Qu'est-ce qu'une vocation ? 


Il est parfaitement possible, cependant, que les hommes ne vivent pas en accord avec leur raison. C'est d'ailleurs ce qui se produit la plupart du temps. Ils recherchent plutôt le plaisir, les honneurs et la gloire ou encore la richesse. Bref, ils ignorent leur nature propre et n'accomplissent pas leur être. En tant que Modernes, nous avons de toute façon perdu cette intuition fondamentale que chaque être aurait sa fin naturelle. Néanmoins, nous comprenons bien que la motivation ne peut pas simplement venir de la surface de notre conscience et qu'il ne suffit pas de vouloir avoir envie pour avoir envie. Se fixer un objectif est donc loin d'être suffisant. Une représentation de la conscience ne peut parvenir à elle seule à nous motiver. Fondamentalement, il faut découvrir ce qui est susceptible de mettre notre être en mouvement, littéralement notre vocation (de vocarece qui nous appelle, en latin). L'écart entre l'objectif qui nous guide et l'objectif qui nous motive correspond à la différence entre cause finale et cause efficiente.

La science et les causes efficientes


Afin d'être parfaitement clair, j'emprunterai un détour en commençant par rappeler comment la science moderne s'est constituée positivement à travers le recours exclusif aux causes efficientes, autrement dit les causes mécaniques à l'origine des phénomènes. Si nous prenons l'exemple d'une statue, les coups de ciseaux que le sculpteur porte sur le marbre sont la cause efficiente de l'oeuvre qui prend forme.


Ensuite, la science moderne s'est définie négativement par le rejet des causes finales. Reprenons l'exemple de la statue : sa cause finale, c'est la représentation que le sculpteur a dans son esprit. Or, même si les ciseaux à eux seuls ne feront jamais une statue et que l'on a besoin d'une cause finale pour expliquer cette dernière, il n'en reste pas moins que les causes finales - l'esprit du sculpteur et son activité intentionnelle - sont réduites par la science à des causes efficientes. Pourquoi le sculpteur a-t-il ainsi conçu la statue ? Pourquoi une statue de tel dieu plutôt qu'un autre ? Etc. In fine, la conscience se trouve dissoute dans la causalité efficiente, la métaphysique réduite à la physique.
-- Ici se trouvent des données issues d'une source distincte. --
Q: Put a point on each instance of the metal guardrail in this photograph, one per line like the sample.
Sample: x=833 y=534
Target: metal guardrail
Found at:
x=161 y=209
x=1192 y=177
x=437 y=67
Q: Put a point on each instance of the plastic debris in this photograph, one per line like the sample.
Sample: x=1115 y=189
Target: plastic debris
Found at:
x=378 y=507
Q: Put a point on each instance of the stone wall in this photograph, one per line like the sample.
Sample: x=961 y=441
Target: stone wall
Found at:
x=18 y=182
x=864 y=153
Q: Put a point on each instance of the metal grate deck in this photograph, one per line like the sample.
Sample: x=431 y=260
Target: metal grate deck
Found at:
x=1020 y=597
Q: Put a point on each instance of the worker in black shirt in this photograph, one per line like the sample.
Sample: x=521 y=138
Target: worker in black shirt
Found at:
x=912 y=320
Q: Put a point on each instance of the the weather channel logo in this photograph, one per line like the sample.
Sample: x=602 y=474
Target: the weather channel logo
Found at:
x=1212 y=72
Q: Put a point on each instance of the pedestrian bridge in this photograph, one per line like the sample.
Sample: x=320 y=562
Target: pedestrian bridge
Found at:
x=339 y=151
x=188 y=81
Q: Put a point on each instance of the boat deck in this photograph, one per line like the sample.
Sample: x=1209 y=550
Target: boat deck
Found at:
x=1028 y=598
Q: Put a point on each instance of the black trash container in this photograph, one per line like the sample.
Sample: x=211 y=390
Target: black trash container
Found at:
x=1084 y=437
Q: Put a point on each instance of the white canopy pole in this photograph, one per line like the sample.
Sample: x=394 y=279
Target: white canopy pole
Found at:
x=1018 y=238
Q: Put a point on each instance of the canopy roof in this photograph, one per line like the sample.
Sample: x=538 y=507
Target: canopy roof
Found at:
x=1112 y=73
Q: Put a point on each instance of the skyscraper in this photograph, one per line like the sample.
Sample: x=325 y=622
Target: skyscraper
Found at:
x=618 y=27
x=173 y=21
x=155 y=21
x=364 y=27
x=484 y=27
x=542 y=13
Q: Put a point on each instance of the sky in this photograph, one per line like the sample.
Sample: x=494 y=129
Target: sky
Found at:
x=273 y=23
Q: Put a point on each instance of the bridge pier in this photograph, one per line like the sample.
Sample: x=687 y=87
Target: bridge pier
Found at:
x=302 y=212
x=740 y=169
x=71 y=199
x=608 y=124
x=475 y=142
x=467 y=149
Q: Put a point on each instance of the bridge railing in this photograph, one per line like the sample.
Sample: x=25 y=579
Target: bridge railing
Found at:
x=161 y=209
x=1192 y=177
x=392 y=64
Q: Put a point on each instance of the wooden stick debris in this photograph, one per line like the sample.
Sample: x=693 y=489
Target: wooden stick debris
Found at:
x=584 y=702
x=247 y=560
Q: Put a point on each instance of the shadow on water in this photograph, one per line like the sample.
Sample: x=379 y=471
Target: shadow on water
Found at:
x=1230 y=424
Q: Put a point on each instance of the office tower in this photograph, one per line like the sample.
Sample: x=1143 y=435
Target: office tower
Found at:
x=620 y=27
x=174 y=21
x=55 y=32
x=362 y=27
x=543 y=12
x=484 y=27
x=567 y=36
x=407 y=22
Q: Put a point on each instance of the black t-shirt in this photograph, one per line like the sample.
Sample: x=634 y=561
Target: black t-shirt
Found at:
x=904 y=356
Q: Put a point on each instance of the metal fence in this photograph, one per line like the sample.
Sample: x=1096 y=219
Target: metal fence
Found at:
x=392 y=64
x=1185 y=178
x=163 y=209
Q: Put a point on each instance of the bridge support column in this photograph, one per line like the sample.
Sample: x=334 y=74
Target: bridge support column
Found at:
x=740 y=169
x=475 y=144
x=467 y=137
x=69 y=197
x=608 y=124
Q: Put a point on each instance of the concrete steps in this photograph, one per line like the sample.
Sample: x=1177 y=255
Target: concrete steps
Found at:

Ce n'est d'ailleurs nullement un hasard si Spinoza, qui refusait les causes finales, n'admettait que le règne de la nature (de la physique) : l'homme n'est pas un empire dans un empire.

La conscience et les causes finales


Il est indéniable que la conscience n'est pas tout (mais il n'y a pas la place ici pour parler de Freud et encore moins de Jung). Il est hors de conteste que la finalité a entravé le progrès de la science moderne : la théorie de l'évolution, pour ne prendre que cet exemple, montre bien qu'il est plus pertinent de conceptualiser un processus aveugle, définalisé, qui s'accomplit à travers des mutations aléatoires et la sélection naturelle. Il n'en reste pas moins qu'il n'est pas satisfaisant de conceptualiser exclusivement le monde comme un lieu d'objets, marqué par la neutralité axiologique [1]. Si, selon la science moderne, tout se vaut ; si, par exemple, tous les points de l'espace sont indifférents, alors à quoi bon se déplacer de l'un vers l'autre ? À quoi bon aller vers le refuge plutôt que de rester sur place?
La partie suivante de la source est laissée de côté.